His brother, former Florida Gov. Jeb Bush, has written a book on immigration reform and is keeping the door open to his own presidential run in 2016.
And George P. Bush, Jeb's oldest son, is running for statewide office in Texas.
For decades, the Bushes were a dominant clan of the GOP, starting in the 1980s when patriarch George H.W. Bush became vice president, then president. But the family fell out of favor with the American public as well as with a chunk of the Republican Party in the waning years of his son's wartime presidency, and George W. Bush was deeply unpopular in its aftermath. But that's started to change; a Gallup Poll last month showed nearly half of Americans now view him favorably, a post-presidential high.
With their image on the rebound, family members are openly criticizing their own party and promoting a more moderate – they would say inclusive – brand of Republicanism, one that could lay the groundwork for the next generation of a Bush dynasty.
"They are trying to redefine the mainstream," says Jack Pitney, a former national GOP official and government professor at Claremont McKenna College in California. "They are playing the long game. They are looking ahead."
Indeed, George P. Bush, who is running for Texas land commissioner, is convening a conference in Miami this weekend in the nation's largest swing-voting state. His father and other GOP luminaries will address young Republican leaders.
These days, the family's presence is most felt in the debate on immigration, an issue that could affect the Bushes' future political prospects as well as their party's. While the conservatives who dominate the party oppose an eventual pathway to citizenship for the estimated 11 million immigrants now in the country illegally, the Bushes are pushing what they see as pragmatism. They argue that such a measure would boost the country's economy and help the GOP, which has struggled to attract Hispanic voters.
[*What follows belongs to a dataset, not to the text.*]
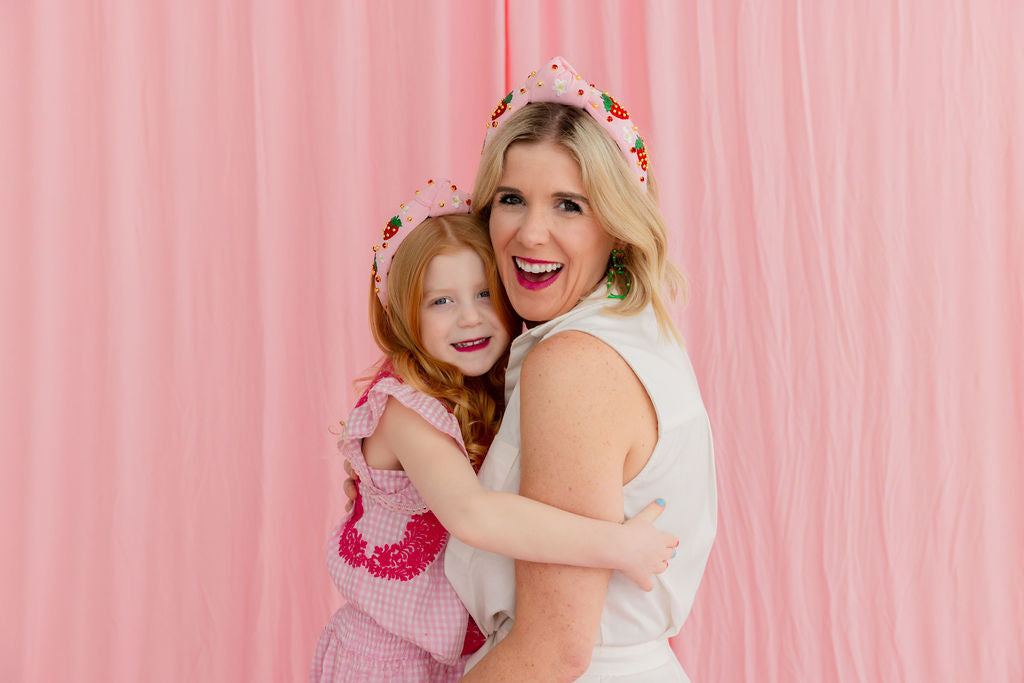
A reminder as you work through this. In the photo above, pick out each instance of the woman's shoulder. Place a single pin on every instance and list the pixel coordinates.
(571, 351)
On Wednesday, George W. Bush made a rare post-presidential foray into the political arena, using his brief remarks at a naturalization ceremony in Dallas to urge Congress to fix a "broken" immigration system and reach a "positive resolution" on reform legislation. In recent months, Jeb Bush has been making the rounds with conservative groups, urging Republicans to shed the perception that they're "anti-everything" and embrace an immigration overhaul.
"I'm here to tell you there is no `us' or `them,'" the former Florida governor told activists at the Conservative Political Action Conference in Washington. "The face of the Republican Party needs to be the face of every American, and we need to be the party of inclusion and acceptance."
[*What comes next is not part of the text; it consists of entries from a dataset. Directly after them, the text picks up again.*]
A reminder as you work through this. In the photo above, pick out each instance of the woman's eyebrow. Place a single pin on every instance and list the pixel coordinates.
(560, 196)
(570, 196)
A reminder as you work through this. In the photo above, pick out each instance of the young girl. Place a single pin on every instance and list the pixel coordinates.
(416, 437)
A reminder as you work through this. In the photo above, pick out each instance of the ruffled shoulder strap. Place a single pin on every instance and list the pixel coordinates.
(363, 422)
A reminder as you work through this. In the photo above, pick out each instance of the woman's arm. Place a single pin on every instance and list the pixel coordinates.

He is likely to make a similar pitch at his son's conference this weekend in Miami. He'll share a speaking card with Sen. Marco Rubio, one of the leading authors of the broad immigration bill that was approved by the Senate but faces strong opposition from House conservatives.
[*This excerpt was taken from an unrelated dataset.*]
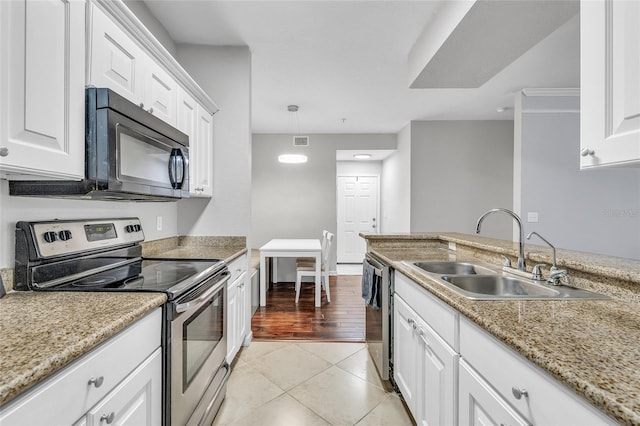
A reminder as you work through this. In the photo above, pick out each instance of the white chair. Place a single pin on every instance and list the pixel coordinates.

Friends and advisers say the advocacy is personal for the Bushes, who have long been pained by the growing divide between many Republicans and Hispanics.
George W. Bush tried and failed to pass immigration legislation during his presidency, blocked by conservatives in his own party who dismissed it as "amnesty" for lawbreakers. He has said it was one of the biggest disappointments of his administration, confiding to some that he regrets not pushing for reform in his first term, said Al Cardenas, chairman of the American Conservative Union and a longtime Bush family friend.
Jeb Bush has long championed the immigration cause. His wife, Columba, is of Mexican heritage. The two met while Bush was an exchange student.
Both brothers were governors of states with large Hispanic populations that they had to court to achieve political success.
Still, many say the Bush appeals will do little to sway a new generation of conservative Republicans who came to power after George W. Bush left the White House. His administration's deficit spending and its bailout of the big banks fueled the rise of the tea party, which helped elect a crop of no-compromise lawmakers.
The Bushes "are trying to continue being the leaders of a Republican Party that isn't particularly good at following these days," said John Feehery, a GOP strategist in Washington and a former House aide.
In fact, GOP lawmakers say the former president's remarks on immigration did not come up in a two-hour strategy session this week. Relatively few House Republicans represent districts with substantial Hispanic populations.
"We care about what people back home say, not what some former president says," declared Rep. Tim Huelskamp, a second-term Republican from Kansas.
Nevertheless, Ana Navarro, a GOP strategist who led Hispanic outreach for Sen. John McCain's presidential campaign, said the Bushes bring political credibility to the immigration debate, particularly for Republicans eager to win national elections.
Mitt Romney won just 27 percent of Hispanics' votes in last year's election.
The Bushes, Navarro said, "remind Republicans that once upon a time, not too long ago, there was a Republican presidential candidate who got 44 percent of the Hispanic vote."
Regardless of the immigration outcome in Washington, the biggest political beneficiaries of the Bushes' public push could be the Bushes themselves.
Jeb Bush may run for president in 2016, and his son, George P., a 37-year-old Spanish-speaking attorney and consultant, is attempting to launch a political career of his own in Texas.
The younger Bush's political action committee, Maverick PAC, modeled on his uncle's presidential fundraising network, has already grown into a national organization of young donors, with 20 chapters in 12 states. His brother, Jeb Bush Jr., is a founder of another committee, Sun PAC, formed to promote and recruit conservative Hispanic political candidates.
"This is the Bush family on fast forward," Pitney said. "They are looking ahead – not to the electorate of 2000 but to the electorate of 2020 and beyond. And that's going to be a much more Hispanic electorate, particularly in Texas and Florida."
The push can have other benefits for the family as well, particularly as George W. Bush – who re-emerged in a public way in April with the opening of his presidential library – tries to define his legacy.
While his approval ratings are rising, the Gallup Poll last month found that 69 percent of Americans feel the former president bears a great deal or a moderate amount of the blame for the country's current economic problems. A survey last year found that just 25 percent thought Bush's presidency would be viewed by history as "outstanding" or "above average."
In a series of recent interviews with network news channels, he has emphasized his work fighting AIDS in Africa. This week, after his remarks at the Dallas naturalization ceremony, Bush's presidential center held panel discussions on another topic: immigration.